Depends where you measure .. the thin gold wires connecting the chip with electrodes will give way first usually .. but it would be pretty hard to measure temperature of those. How well that translates to temperature of the chip or the case is hard to tell.
 
I'm talking about the temperature of the outside of the diode. I know that the temperature of the chip is going to be greater than the outside temperature, but there must be some threshold of max temperature that can be taken from the outside of the diode.
 
It doesn't work like that. If someone said 80C (arbitrary value) was the limit, that doesn't mean 79.9C is perfectly safe and 80.1C means instant death. That's absurd. Besides, it's more about keeping efficiency high than not killing the diode. You'll never top 10 hours actual diode run-time in a pointer, so the life reduction means nothing to you. The hotter it gets, the lower the efficiency though.

TL;DR: Don't worry about it.
 
I'm not talking about an exact temperature. I'm talking about a general threshold. I'm making precision heat sinking. I guess I'll spend the money on a diode to blow out. I'll let you guys know.
 
First, i would just like to qualify the below post by stating that i am no expert on diodes, but I would actually like to know a little more about this topic too.

If you were to measure temp on the heat sink I know you would want to stabilize the heat sink temp before you could get any measurement that would give you insight into the temp of the diode..... and to make that situation repeatable when switching in and out diodes with a common press fit module would be tough.

Would it be better to measure it indirectly through efficiency with a LPM and power supply? modeling it sort of like a heating element that also gives off light?

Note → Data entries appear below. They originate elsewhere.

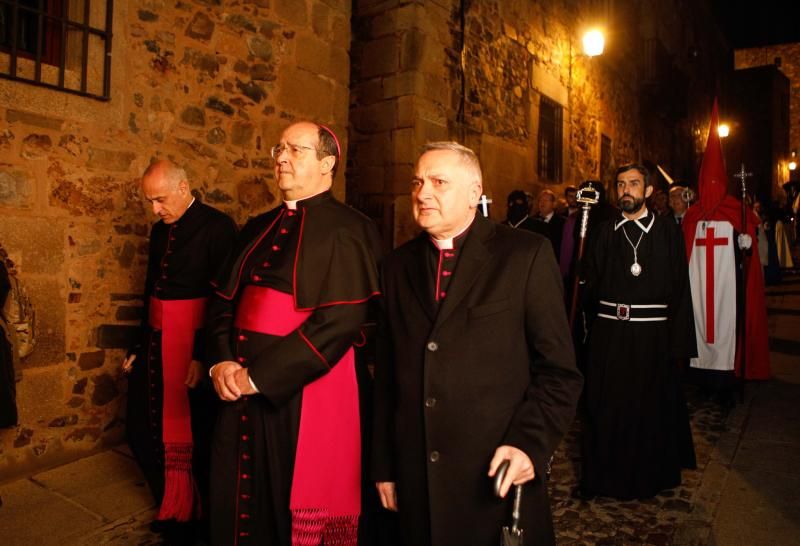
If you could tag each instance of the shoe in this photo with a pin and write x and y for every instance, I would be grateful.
(582, 494)
(159, 526)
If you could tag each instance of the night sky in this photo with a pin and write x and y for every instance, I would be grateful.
(752, 23)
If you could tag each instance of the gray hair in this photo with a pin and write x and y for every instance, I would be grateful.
(467, 156)
(171, 173)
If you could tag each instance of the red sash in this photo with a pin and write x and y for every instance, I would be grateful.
(326, 484)
(178, 320)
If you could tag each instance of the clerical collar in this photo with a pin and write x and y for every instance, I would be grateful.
(449, 244)
(306, 201)
(638, 221)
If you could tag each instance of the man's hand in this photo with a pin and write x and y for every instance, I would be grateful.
(519, 471)
(388, 495)
(242, 377)
(195, 374)
(223, 375)
(127, 364)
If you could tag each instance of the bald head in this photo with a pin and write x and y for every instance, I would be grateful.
(165, 186)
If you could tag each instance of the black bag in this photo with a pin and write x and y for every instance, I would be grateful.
(512, 536)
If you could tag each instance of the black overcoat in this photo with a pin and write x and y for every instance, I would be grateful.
(493, 366)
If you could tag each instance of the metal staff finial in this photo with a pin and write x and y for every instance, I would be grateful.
(743, 175)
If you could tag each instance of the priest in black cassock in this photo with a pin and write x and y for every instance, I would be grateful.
(636, 434)
(475, 366)
(290, 305)
(170, 407)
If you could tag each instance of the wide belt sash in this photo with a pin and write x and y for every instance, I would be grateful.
(650, 312)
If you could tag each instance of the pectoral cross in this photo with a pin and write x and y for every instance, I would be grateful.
(484, 203)
(743, 175)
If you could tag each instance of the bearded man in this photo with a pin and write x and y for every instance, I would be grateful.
(636, 434)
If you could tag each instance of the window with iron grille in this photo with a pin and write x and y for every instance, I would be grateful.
(550, 140)
(59, 44)
(605, 157)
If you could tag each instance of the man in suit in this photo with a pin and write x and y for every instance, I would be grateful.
(475, 365)
(555, 223)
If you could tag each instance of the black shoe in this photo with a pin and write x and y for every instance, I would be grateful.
(582, 494)
(159, 526)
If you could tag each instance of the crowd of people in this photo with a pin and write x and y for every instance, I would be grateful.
(263, 409)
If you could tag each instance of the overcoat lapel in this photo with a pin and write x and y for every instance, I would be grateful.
(474, 257)
(418, 276)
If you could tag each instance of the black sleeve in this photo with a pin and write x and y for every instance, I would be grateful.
(5, 284)
(683, 341)
(222, 238)
(148, 291)
(542, 419)
(286, 366)
(220, 310)
(383, 461)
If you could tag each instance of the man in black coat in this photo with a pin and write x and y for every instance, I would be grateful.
(553, 223)
(475, 365)
(170, 407)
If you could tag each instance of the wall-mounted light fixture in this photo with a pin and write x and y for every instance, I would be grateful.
(593, 43)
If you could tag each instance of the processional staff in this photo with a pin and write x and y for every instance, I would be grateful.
(743, 175)
(587, 196)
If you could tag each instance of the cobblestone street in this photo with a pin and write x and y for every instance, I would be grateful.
(744, 491)
(680, 516)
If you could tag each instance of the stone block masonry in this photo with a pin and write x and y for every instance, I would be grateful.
(209, 85)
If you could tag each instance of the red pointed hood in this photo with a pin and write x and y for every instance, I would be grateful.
(713, 182)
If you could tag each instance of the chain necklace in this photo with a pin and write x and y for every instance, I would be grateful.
(636, 269)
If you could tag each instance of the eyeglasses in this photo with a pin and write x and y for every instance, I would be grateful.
(295, 150)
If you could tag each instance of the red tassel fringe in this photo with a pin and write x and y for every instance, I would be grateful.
(181, 500)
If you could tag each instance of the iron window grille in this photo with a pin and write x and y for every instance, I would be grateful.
(551, 115)
(58, 44)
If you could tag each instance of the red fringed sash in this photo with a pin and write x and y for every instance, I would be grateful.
(326, 484)
(178, 320)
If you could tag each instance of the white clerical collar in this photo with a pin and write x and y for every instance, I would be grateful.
(638, 221)
(292, 205)
(447, 244)
(518, 223)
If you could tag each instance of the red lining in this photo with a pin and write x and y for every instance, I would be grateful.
(316, 352)
(439, 273)
(296, 257)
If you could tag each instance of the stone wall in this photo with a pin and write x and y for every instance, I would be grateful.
(209, 84)
(789, 55)
(429, 71)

edit: now that i think of it...maybe a combination of the two methods would be best for measuring the efficiency of your heat sinking system? any thoughts?...then maybe work backwards to the temp?



As for life of the diode, the common consensus here seems to be that it is a crap shoot, but i would think that you would at least be able to approximate the life of the diode maybe proportional to it's efficiency? ..assuming all other things being equal like duty cycle and heat sinking.